# Help Identify Gold Pocket Watch



## nohope (Jul 9, 2010)

i found this in a box of bits i bought.

its got 14K stamped inside the back cover and a set of numbers 2261991 but that all there is on it.

theres no markings on the movement or anywhere else that i can find. does anyone have any ideas as to how old and if its anything special or just a normal run of the mill watch?

thanks for any help in advance..

pictures aint great but should be ok..


----------



## Roger the Dodger (Oct 5, 2009)

nohope said:


> pictures aint great but should be ok..


Sorry ol' pal, but your pics will need to be a lot clearer than that so we can see serial numbers, hallmarks etc, etc.


----------



## ValvesRule (May 20, 2009)

We can, however, say the following;

that this is a Pin-Set Swiss* Lever Watch with at least 9 Jewels, probably 11.
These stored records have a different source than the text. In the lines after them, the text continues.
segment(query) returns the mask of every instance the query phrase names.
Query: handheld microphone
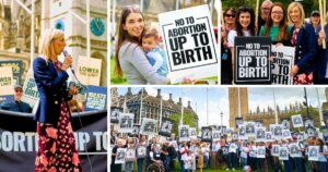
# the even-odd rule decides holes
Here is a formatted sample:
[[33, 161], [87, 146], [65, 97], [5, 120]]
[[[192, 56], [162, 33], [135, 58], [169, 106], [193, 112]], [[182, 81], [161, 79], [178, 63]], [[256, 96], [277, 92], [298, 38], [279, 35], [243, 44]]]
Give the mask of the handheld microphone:
[[[63, 51], [62, 51], [62, 54], [63, 54], [63, 57], [69, 56], [69, 53], [68, 53], [67, 50], [63, 50]], [[71, 69], [71, 71], [72, 71], [72, 73], [74, 73], [74, 70], [73, 70], [73, 67], [72, 67], [72, 64], [70, 64], [70, 69]]]

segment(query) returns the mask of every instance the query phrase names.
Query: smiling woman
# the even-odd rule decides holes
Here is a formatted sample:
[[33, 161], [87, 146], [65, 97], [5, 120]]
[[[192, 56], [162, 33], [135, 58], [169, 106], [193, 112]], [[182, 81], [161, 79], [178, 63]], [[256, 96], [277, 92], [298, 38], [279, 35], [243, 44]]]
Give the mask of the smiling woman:
[[118, 41], [115, 52], [116, 77], [126, 75], [129, 84], [167, 84], [169, 79], [156, 73], [141, 49], [144, 19], [136, 7], [125, 7], [121, 12]]

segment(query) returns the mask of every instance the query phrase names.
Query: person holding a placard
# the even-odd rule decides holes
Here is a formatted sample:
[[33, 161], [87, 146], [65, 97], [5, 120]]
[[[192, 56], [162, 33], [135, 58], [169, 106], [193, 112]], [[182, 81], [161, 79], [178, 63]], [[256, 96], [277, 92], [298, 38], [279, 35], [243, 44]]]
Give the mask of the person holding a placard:
[[294, 85], [313, 84], [314, 60], [318, 49], [314, 28], [304, 23], [305, 13], [300, 2], [292, 2], [288, 9], [291, 23], [291, 46], [295, 47], [295, 61], [291, 70]]
[[235, 29], [231, 30], [227, 35], [227, 47], [232, 53], [232, 71], [234, 71], [234, 49], [236, 36], [256, 36], [255, 14], [254, 10], [241, 7], [237, 11]]
[[115, 52], [114, 74], [125, 74], [129, 84], [168, 84], [167, 77], [161, 76], [149, 63], [141, 48], [141, 36], [144, 32], [144, 17], [139, 7], [124, 7], [118, 40]]
[[118, 148], [122, 148], [122, 139], [118, 138], [117, 139], [117, 144], [114, 146], [114, 148], [112, 149], [112, 163], [110, 163], [110, 172], [120, 172], [121, 170], [121, 164], [116, 164], [115, 163], [115, 159], [117, 156], [117, 149]]
[[289, 45], [289, 27], [282, 3], [274, 2], [270, 9], [267, 23], [260, 28], [259, 36], [271, 38], [272, 45]]
[[227, 47], [227, 35], [235, 28], [236, 11], [229, 8], [223, 12], [224, 25], [221, 32], [221, 84], [232, 84], [232, 57]]
[[324, 144], [324, 140], [321, 138], [316, 139], [316, 145], [319, 146], [319, 160], [317, 161], [317, 171], [327, 171], [328, 162], [326, 156], [328, 156], [328, 147]]
[[265, 0], [261, 3], [261, 15], [258, 17], [258, 21], [257, 21], [257, 27], [258, 27], [257, 33], [259, 33], [260, 28], [266, 25], [266, 22], [270, 17], [269, 11], [270, 11], [271, 7], [272, 7], [272, 1], [270, 1], [270, 0]]
[[23, 87], [20, 84], [14, 85], [14, 100], [3, 101], [0, 106], [0, 109], [13, 111], [13, 112], [24, 112], [31, 113], [32, 108], [28, 103], [22, 101], [23, 97]]
[[75, 94], [67, 89], [72, 57], [66, 56], [62, 63], [58, 60], [66, 46], [63, 32], [49, 29], [44, 34], [40, 54], [33, 61], [39, 94], [34, 116], [39, 138], [35, 171], [82, 171], [68, 106]]

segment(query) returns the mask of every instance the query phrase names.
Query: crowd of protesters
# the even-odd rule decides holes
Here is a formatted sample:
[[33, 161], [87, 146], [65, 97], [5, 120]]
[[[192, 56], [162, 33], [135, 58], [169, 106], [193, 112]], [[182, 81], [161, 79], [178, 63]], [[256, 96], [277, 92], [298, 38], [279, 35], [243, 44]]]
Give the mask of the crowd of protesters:
[[[294, 63], [290, 75], [293, 85], [311, 85], [328, 83], [328, 53], [323, 48], [327, 42], [328, 26], [321, 28], [319, 11], [311, 13], [309, 21], [300, 2], [292, 2], [288, 9], [282, 3], [265, 0], [260, 7], [260, 15], [251, 8], [227, 8], [223, 13], [221, 32], [221, 78], [222, 84], [234, 84], [234, 38], [236, 36], [266, 36], [272, 45], [295, 48]], [[272, 59], [271, 59], [272, 60]]]
[[[286, 155], [288, 160], [281, 160], [272, 153], [272, 146], [279, 145], [290, 149], [289, 144], [296, 143], [301, 157], [291, 157], [291, 150]], [[133, 171], [133, 164], [138, 172], [145, 171], [152, 163], [161, 164], [163, 171], [195, 172], [207, 169], [212, 170], [244, 170], [244, 171], [284, 171], [284, 172], [325, 172], [328, 169], [328, 146], [319, 137], [308, 137], [297, 140], [297, 136], [291, 139], [276, 139], [274, 142], [255, 142], [255, 139], [227, 139], [224, 135], [220, 140], [206, 143], [200, 139], [179, 142], [175, 136], [159, 142], [156, 137], [147, 142], [147, 136], [115, 137], [112, 136], [112, 163], [110, 171]], [[136, 158], [136, 161], [124, 164], [115, 164], [117, 148], [137, 147], [145, 145], [148, 156]], [[265, 158], [259, 158], [257, 148], [266, 147]], [[319, 158], [317, 161], [308, 160], [308, 147], [319, 146]], [[178, 165], [178, 167], [175, 167]]]

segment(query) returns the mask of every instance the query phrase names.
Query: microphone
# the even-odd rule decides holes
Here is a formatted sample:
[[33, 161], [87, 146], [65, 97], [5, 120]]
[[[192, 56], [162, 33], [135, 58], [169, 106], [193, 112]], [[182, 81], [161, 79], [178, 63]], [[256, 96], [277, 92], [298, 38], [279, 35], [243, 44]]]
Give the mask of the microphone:
[[[63, 51], [62, 51], [62, 54], [63, 54], [63, 57], [69, 56], [69, 53], [68, 53], [67, 50], [63, 50]], [[72, 73], [74, 73], [74, 70], [73, 70], [73, 67], [72, 67], [72, 64], [70, 64], [70, 69], [71, 69], [71, 71], [72, 71]]]

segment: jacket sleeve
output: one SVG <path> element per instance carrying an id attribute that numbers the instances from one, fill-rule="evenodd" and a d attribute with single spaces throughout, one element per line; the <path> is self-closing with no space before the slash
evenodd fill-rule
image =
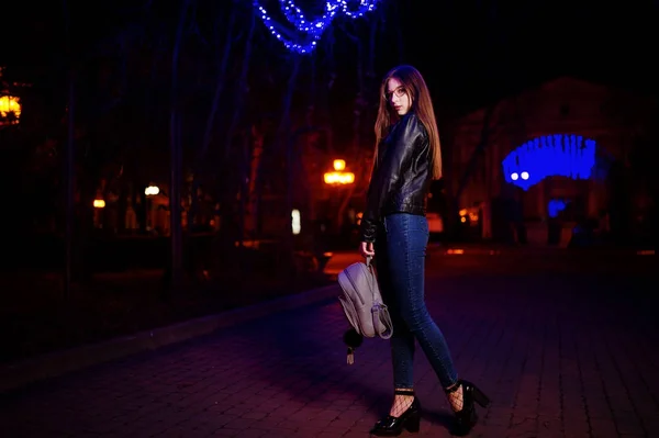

I would suggest around the beginning of the 20th century.

The Movement is probably run-of-the-mill, while, by my inexpert understanding, the Case and Dial are quite special, especially these days when gold is just melted down regardless.

*This does not indicate Swiss manufacture; though in the period I suspect, it probably is.


----------



## nohope (Jul 9, 2010)

the only number on the watch is the one stated in the first post. theres nothing else apart from guivre or cuivre on the inside of the dust cover and what looks like JL stamped on the dust cover as well.
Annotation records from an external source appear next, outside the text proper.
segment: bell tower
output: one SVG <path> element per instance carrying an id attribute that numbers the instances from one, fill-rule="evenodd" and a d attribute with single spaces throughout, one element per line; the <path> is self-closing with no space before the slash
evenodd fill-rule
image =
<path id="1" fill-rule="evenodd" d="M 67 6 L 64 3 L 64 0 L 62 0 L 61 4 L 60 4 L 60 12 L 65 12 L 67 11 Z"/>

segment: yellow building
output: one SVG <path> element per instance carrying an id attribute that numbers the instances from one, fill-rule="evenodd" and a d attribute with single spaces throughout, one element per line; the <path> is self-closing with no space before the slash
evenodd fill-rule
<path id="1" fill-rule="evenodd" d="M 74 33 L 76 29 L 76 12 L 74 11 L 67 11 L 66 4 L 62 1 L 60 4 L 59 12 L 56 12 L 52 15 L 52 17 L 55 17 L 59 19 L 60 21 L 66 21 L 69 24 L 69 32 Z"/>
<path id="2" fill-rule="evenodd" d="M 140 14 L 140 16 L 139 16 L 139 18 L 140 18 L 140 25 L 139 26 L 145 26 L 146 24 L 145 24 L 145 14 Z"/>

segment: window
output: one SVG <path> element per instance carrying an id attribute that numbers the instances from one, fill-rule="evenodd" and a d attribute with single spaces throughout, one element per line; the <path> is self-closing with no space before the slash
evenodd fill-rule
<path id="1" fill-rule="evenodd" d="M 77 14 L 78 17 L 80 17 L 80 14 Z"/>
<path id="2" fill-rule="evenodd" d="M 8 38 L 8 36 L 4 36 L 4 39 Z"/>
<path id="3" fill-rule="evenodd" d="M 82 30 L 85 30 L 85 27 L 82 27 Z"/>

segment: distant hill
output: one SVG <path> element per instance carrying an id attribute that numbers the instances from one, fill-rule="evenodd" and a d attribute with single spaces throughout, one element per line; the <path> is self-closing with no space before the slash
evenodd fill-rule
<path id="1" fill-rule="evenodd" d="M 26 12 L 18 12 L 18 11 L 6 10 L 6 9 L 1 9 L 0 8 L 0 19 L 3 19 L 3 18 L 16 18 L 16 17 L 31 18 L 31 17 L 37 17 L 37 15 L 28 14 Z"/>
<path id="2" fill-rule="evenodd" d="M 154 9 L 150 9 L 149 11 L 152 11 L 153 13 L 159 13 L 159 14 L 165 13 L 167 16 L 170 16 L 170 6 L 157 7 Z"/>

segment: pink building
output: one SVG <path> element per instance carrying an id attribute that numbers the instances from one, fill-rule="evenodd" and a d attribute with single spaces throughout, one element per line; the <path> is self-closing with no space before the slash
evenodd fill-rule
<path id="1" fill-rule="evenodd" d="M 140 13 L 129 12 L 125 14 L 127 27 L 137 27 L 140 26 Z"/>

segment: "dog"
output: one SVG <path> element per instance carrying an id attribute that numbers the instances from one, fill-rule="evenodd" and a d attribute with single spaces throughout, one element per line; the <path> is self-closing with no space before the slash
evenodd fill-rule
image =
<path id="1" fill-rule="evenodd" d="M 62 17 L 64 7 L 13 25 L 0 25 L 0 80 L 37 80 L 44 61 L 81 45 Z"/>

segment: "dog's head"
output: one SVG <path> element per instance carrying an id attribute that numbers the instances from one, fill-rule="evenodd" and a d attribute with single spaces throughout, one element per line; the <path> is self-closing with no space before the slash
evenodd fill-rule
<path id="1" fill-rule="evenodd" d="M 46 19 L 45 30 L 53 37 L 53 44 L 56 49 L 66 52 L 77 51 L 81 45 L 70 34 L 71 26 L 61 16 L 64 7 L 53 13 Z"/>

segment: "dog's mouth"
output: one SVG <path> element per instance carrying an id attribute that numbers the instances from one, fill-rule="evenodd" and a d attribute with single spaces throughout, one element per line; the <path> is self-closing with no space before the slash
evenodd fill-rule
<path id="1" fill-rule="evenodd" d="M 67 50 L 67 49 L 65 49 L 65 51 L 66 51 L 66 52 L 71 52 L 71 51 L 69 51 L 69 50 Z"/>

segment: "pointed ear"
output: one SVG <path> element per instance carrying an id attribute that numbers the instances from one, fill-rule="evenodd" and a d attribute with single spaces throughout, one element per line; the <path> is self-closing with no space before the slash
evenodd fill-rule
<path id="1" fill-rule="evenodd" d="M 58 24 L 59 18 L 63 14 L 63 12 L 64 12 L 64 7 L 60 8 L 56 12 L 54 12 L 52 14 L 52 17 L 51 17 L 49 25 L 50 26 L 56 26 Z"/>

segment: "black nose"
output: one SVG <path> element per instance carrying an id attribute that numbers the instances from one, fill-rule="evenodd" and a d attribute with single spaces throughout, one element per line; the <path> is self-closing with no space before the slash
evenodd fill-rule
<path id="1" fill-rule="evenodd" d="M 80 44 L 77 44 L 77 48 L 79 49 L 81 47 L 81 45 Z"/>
there is no numbers or marking on the movement or anywhere else on the watch. but saying that, on the back gold cover in the middle there is 2 letters inscribed but i cant make them out. could be hw or jw?


----------



## Mikrolisk (Jan 23, 2008)

10 jewels, cylindre escapement, made in millions - but in good average quality. You should bring it to a watchmaker, the regulator is miles away from its normal (centered) position...

Andreas


----------